Peneliti mengajak siswa untuk memeriksa mana jawaban yang paling tepat. Ternyata hanya ada 2 cara melipat kertas tersebut agar dapat menjadi dua bagian yang sama

Kemudian peneliti membagikan kepada setiap kelompok beberapa peralatan untuk menentukan bangun yang simetris dan tak simetris, diantaranya:

Kertas lipat Gunting

Spidol penggaris Lem kertas Karton

2. Kegiatan Inti 1. Siswa diminta untuk menentukan bangun yang simetris dan tidak simetris dari beberapa bangun datar dengan menggunakan kertas lipat 2. Setelah siswa, membuat beberapa bangun datar, kemudian melipatnya.

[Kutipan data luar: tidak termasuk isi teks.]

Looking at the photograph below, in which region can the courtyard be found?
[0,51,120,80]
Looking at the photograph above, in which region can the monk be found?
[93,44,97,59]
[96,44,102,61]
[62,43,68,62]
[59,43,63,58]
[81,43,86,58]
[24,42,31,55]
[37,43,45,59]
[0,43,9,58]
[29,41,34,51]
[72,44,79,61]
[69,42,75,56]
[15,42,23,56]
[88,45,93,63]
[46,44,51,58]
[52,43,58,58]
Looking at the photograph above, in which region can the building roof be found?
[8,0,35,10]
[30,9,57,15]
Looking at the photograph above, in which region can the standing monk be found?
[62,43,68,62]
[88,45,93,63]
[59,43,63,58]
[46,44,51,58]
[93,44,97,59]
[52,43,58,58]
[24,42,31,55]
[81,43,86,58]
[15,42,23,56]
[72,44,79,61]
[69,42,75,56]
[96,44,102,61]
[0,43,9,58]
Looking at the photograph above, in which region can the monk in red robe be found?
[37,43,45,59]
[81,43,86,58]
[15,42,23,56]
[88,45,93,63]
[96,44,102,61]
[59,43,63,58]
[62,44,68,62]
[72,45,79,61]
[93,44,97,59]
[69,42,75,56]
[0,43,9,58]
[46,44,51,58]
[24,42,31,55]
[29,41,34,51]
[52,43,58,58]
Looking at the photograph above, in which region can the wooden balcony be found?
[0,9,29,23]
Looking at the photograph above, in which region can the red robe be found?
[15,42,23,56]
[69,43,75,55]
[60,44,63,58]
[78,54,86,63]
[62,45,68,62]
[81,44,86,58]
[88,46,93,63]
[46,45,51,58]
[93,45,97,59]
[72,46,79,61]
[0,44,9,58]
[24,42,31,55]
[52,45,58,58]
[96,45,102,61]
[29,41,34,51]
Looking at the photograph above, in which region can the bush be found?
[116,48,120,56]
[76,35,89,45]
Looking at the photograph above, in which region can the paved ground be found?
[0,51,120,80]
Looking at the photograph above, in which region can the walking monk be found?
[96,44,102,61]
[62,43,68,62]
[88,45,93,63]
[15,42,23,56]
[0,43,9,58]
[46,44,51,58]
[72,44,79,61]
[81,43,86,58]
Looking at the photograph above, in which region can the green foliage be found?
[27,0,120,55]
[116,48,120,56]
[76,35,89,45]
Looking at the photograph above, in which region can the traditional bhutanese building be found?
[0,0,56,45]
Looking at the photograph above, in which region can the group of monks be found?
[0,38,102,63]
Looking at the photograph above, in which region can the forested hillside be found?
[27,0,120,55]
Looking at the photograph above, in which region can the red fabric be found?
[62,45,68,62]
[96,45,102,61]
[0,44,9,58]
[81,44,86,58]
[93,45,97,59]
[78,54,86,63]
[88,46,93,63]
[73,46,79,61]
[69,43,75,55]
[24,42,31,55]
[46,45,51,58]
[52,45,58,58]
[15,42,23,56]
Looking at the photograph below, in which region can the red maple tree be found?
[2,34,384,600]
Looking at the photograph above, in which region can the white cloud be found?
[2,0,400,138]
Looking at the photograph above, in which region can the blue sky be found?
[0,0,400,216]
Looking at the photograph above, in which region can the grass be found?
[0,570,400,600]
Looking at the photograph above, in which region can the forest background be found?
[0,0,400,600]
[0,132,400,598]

Akhirnya mereka tau bangun datar yang simetris dan bangun datar yang tidak simetris serta tau bahwa garis lipatan itu adalah sumbu simetri. 3. Peneliti menyiapkan papan berpaku dan karet gelang untuk lebih memperjelas bangun datar yang simetris dan tidak simetris beserta sumbu simetrinya. Kemudian peneliti menyuruh beberapa orang siswa untuk maju kedepan (dalam hal ini, peneliti menyuruh siswa yang kelihatannya kurang berpartisipasi dalam kelompok 4. Setelah siswa paham dengan sumbu simetri,kemudian siswa diajarkan pencerminan. Pertama-tama siswa disuruh membuat salah satu sumbu simetri dari persegi di kertas lipat baik secara datar, tegak maupun miring , lalu menggambar dengan menggunakan spidol. Kemudian lipat kertas tadi berdasarkan garis yang telah dibuat dan ditekan. Maka akan tampak bentuk yang sama dengan gambar. 5. Setelah itu siswa diminta untuk mengukur berapa jarak dari gambar yang asli ke garis dan gambar bayangan ke garis. Selanjutnya peneliti menyebutkan bahwa itulah pencerminan. 6. Kemudian peneliti memberikan lembar kerja siswa (LKS) yang berisi masalah kontektual dalam kehidupan sehari-hari dan meminta siswa untuk mengerjakannya secara berkelompok. 7. Setelah mereka selesai mengerjakan, mereka disuruh melaporkan hasilnya secara bergantian antar kelompok.

3. Penutup

Siswa diminta menyimpulkan apa bangun yang simetris, sumbu simetri dan pencerminan. Guru melakukan refleksi

D. Kaitannya dengan Karakteristik PMRI 1. Menggunakan masalah kontekstual

peneliti menggunakan konteks kertas yang diambil dari buku tulis siswa itu sendiri. 1. Menggunakan model yang menekankan penyelesaian secara informal sebelum menggunakan cara formal atau rumus

Pada penelitian ini, peneliti menggunakan alat peraga berupa kertas lipat, papan berpaku. 1. Menghargai ragam jawaban dan kontribusi siswa

Peneliti menghargai ragam jawaban siswa dengan tidak langsung menyalahkan jawaban siswa. Kontribusi siswa dalam penelitian ini sangat besar sekali. Dimana siswa membuat bangun-bangun datar, mengerjakan latihan dan sebagainya. 1. Interaktivitas

Terjadi interaktivitas antara siswa ke siswa , siswa ke guru dan guru ke siswa. Hal ini dapat dilihat dari saat siswa mengajukan pertanyaan pada peneliti, siswa bekerja sama dalam kelompok dan sebagainya. 1. Terintegrasi dengan topik pembelajaran lainnya

Materi ini berhubungan dengan bentuk- bentuk bangun datar dan simetri lipat serta menggambar.

E. KESIMPULAN

Dari penelitian yang dilakukan di kelas IV.c maka peneliti dapat menyimpulkan: 1. Siswa lebih mudah memahami dan mengerti materi yang akan dipelajari dengan adanya proses mengalami sendiri kegiatan pembelajaran tersebut. 2. Dengan adanya model (benda) yang sudah dikenal siswa akan lebih membantu siswa dalam memahami konsep. 3. Dengan belajar secara berkelompok, dapat membatu menumbuhkan rasa gotong royong dalam menyelesaikan suatu masalah dan dapat menghargai pendapat teman. 4. Siswa merasakan bahwa pelajaran matematika itu sangat menyenangkan.